Subflow creation may be initiated by the path manager when
the primary connection is fully established and a remote
address has been received via ADD_ADDR.
Create an in-kernel sock and use kernel_connect() to
initiate connection.
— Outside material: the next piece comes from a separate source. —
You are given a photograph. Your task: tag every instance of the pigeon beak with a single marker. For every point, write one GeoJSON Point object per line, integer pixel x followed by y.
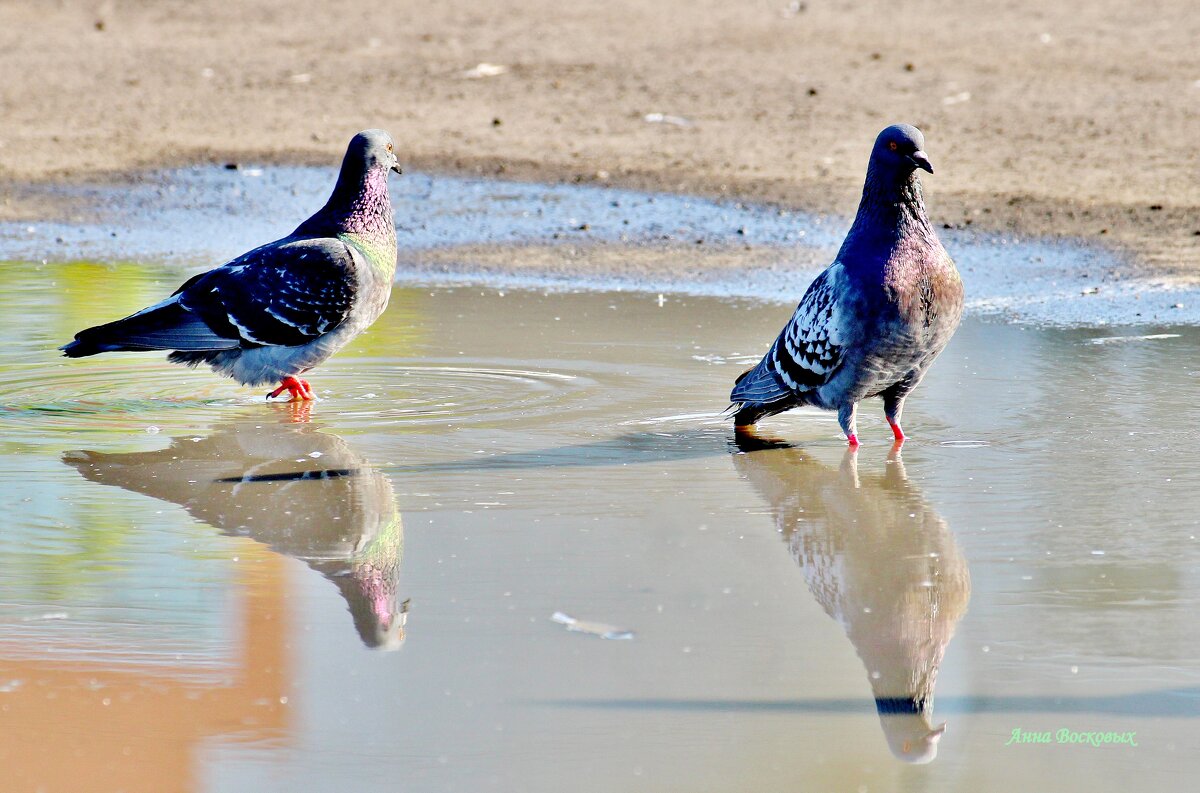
{"type": "Point", "coordinates": [921, 160]}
When a valid SYN-ACK is received the
new sock is added to the tail of the mptcp sock conn_list
where it will not interfere with data flow on the original
connection.
Data flow and connection failover not addressed by this commit.
Signed-off-by: Peter Krystad <peter.krystad(a)linux.intel.com>
---
include/net/mptcp.h | 2 ++
net/mptcp/options.c | 51 ++++++++++++++++++++++++++++++++---
net/mptcp/protocol.c | 2 ++
net/mptcp/protocol.h | 11 ++++++++
net/mptcp/subflow.c | 63 +++++++++++++++++++++++++++++++++++++++++++-
net/mptcp/token.c | 63 ++++++++++++++++++++++++++++++++++++++++++++
6 files changed, 187 insertions(+), 5 deletions(-)
diff --git a/include/net/mptcp.h b/include/net/mptcp.h
index bb2dd193c0c5..50cd1b31ebdd 100644
--- a/include/net/mptcp.h
+++ b/include/net/mptcp.h
@@ -40,6 +40,8 @@ struct mptcp_out_options {
u8 backup;
u32 nonce;
u64 thmac;
+ u32 token;
+ u8 hmac[20];
struct mptcp_ext ext_copy;
#endif
};
diff --git a/net/mptcp/options.c b/net/mptcp/options.c
index b0e3a1edc0ff..6bc83a9a29a9 100644
--- a/net/mptcp/options.c
+++ b/net/mptcp/options.c
@@ -300,6 +300,16 @@ bool mptcp_syn_options(struct sock *sk, unsigned int *size,
opts->sndr_key = subflow->local_key;
*size = TCPOLEN_MPTCP_MPC_SYN;
return true;
+ } else if (subflow->request_join) {
+ pr_debug("token=%u, nonce=%u", subflow->token,
+ subflow->local_nonce);
+ opts->suboptions = OPTION_MPTCP_MPJ_SYN;
+ opts->join_id = subflow->remote_id;
+ opts->token = subflow->token;
+ opts->nonce = subflow->local_nonce;
+ opts->backup = subflow->request_bkup;
+ *size = TCPOLEN_MPTCP_MPJ_SYN;
+ return true;
}
return false;
}
@@ -309,10 +319,17 @@ void mptcp_rcv_synsent(struct sock *sk)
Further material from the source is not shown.